Once, an old native wandered to their camp. He was starving and thirsty, looking a fit being to emerge from the gaunt waste around them. The dogs attacked him when he approached, but he stood his ground and fought them valiantly until they were called off; his whole demeanour was calm and courageous, and he showed neither surprise nor timidity. He drank greedily when water was given him, and ate voraciously, but whence he came the men could not divine nor could he explain to them. He accepted what was given to him, as a right expected by one fellow-being from another, cut off in the desert from their own kin. While he stopped at their camp he showed that he knew the use of the boat, explaining that it was upside down, as of course it was, and pointing to the N.W. as the place where they would want it, raising poor Sturt's hopes once more. After a fortnight he departed as he came, saying he would come back, but he never did.

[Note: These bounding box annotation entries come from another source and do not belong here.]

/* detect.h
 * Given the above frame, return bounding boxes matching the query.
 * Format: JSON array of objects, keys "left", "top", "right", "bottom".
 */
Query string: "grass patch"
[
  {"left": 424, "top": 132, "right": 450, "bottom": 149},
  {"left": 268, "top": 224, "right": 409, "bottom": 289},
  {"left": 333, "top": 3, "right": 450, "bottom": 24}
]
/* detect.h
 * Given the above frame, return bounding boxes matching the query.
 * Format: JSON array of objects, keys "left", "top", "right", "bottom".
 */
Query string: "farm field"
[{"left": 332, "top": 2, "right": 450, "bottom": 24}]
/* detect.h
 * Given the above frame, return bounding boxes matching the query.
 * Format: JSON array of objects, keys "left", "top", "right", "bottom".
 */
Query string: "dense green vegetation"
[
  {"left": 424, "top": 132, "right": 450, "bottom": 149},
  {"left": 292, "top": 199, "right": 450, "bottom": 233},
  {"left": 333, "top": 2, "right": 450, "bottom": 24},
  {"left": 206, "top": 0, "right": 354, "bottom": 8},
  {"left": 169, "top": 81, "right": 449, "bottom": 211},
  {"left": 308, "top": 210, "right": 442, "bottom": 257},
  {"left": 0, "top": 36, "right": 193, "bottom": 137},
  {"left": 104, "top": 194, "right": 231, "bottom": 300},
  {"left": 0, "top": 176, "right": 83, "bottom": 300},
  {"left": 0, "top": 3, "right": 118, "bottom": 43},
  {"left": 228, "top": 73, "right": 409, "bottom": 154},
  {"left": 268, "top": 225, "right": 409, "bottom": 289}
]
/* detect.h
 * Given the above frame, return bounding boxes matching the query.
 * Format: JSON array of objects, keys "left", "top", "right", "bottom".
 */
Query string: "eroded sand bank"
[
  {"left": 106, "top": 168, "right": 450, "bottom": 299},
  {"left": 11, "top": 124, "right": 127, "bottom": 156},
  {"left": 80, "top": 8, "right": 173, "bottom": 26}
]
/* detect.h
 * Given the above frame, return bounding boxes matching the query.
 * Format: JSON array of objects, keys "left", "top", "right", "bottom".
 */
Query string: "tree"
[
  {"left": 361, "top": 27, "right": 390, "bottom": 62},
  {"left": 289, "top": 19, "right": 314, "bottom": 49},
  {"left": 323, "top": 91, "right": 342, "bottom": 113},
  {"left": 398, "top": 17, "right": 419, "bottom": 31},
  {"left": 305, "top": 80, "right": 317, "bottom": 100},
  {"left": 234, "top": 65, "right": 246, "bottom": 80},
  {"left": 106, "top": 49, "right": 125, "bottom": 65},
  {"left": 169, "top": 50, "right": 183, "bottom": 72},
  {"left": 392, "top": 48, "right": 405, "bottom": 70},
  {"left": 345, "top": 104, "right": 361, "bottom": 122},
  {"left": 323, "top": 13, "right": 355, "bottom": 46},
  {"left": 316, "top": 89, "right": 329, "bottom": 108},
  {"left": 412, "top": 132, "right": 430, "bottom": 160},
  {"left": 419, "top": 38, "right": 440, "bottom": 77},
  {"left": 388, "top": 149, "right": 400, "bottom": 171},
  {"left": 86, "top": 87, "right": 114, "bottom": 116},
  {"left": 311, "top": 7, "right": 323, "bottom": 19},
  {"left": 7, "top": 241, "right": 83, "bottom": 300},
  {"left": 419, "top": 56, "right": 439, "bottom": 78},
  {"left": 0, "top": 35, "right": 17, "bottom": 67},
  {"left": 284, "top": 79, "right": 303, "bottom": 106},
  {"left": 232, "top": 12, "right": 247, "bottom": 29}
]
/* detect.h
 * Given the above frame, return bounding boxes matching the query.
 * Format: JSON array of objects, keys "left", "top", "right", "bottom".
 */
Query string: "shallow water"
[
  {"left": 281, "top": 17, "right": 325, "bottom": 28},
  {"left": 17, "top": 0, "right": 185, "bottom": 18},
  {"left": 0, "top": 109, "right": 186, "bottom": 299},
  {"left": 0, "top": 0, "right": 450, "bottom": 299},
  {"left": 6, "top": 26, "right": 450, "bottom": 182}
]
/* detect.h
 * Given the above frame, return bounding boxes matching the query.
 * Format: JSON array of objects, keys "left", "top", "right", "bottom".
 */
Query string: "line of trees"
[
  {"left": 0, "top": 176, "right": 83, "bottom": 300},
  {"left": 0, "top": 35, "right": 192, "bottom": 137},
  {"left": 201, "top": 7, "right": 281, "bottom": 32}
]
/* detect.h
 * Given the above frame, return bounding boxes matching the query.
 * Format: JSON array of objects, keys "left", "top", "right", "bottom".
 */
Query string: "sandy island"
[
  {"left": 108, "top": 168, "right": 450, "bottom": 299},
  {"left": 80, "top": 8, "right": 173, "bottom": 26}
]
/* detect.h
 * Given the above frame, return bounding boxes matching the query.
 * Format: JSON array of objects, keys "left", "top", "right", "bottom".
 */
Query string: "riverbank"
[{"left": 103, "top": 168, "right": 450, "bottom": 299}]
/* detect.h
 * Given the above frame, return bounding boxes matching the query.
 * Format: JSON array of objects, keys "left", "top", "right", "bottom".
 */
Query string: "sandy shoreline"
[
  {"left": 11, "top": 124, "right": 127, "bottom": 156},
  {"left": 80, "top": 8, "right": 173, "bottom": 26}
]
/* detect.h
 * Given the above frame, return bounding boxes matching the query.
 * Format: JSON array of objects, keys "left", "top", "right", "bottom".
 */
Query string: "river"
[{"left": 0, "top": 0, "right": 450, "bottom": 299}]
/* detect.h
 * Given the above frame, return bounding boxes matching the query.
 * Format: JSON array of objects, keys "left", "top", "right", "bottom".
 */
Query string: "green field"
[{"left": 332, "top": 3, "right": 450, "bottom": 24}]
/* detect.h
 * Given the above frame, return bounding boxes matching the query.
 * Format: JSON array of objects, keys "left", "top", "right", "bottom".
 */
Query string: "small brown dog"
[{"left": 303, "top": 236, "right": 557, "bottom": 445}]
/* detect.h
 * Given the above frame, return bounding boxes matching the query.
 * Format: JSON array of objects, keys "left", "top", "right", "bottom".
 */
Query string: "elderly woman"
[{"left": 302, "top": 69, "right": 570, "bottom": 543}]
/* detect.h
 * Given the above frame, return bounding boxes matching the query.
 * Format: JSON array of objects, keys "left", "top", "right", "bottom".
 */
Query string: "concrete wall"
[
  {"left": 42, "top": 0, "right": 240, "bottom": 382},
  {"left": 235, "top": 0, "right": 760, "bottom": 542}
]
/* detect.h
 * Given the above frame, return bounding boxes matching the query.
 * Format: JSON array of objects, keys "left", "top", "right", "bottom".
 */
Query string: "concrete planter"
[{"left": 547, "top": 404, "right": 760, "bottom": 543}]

"With him," says Sturt pathetically, "all our hopes vanished, for even the presence of this savage was soothing to us, and so long as he remained we indulged in anticipations as to the future. From the time of his departure a gloomy silence pervaded the camp; we were, indeed, placed under the most trying circumstances, everything combined to depress our spirits and exhaust our patience. We had witnessed migration after migration of the feathered tribes, to that point to which we were so anxious to push our way. Flights of cockatoos, of parrots, of pigeons, and of bitterns; birds, also, whose notes had cheered us in the wilderness, all had taken the same high road to a better and more hospitable region."

And now the water began to sink with frightful rapidity, and they all thought that the end was surely coming. Hoping against hope, Sturt laid his plans to start as soon as the drought broke up, himself to proceed north and west whilst poor Poole, reduced to a frightful condition by scurvy, was to be sent carefully back as the only means of saving his life.

On the 12th and 13th of July the rain commenced, and the siege was raised, but Poole never lived to profit by it. Every arrangement for his comfort was made that the circumstances permitted, but on the first day's journey he died, and they brought his body back to the depôt and made his lonely grave there. Sturt's way was now open. After burying his lamented friend, he again dispatched the party that was selected to return home, and, with renewed hope, made preparations for the northwest. He first, however, removed the depôt to a better grassed locality, water being now plentiful everywhere. During a short western trip, on the 4th August they found themselves on the edge of an immense shallow and sandy basin, in which were detached sheets of water, "as blue as indigo and as salt as brine." This they took to be Lake Torrens, and returned to the depôt to arrange matters for a final departure.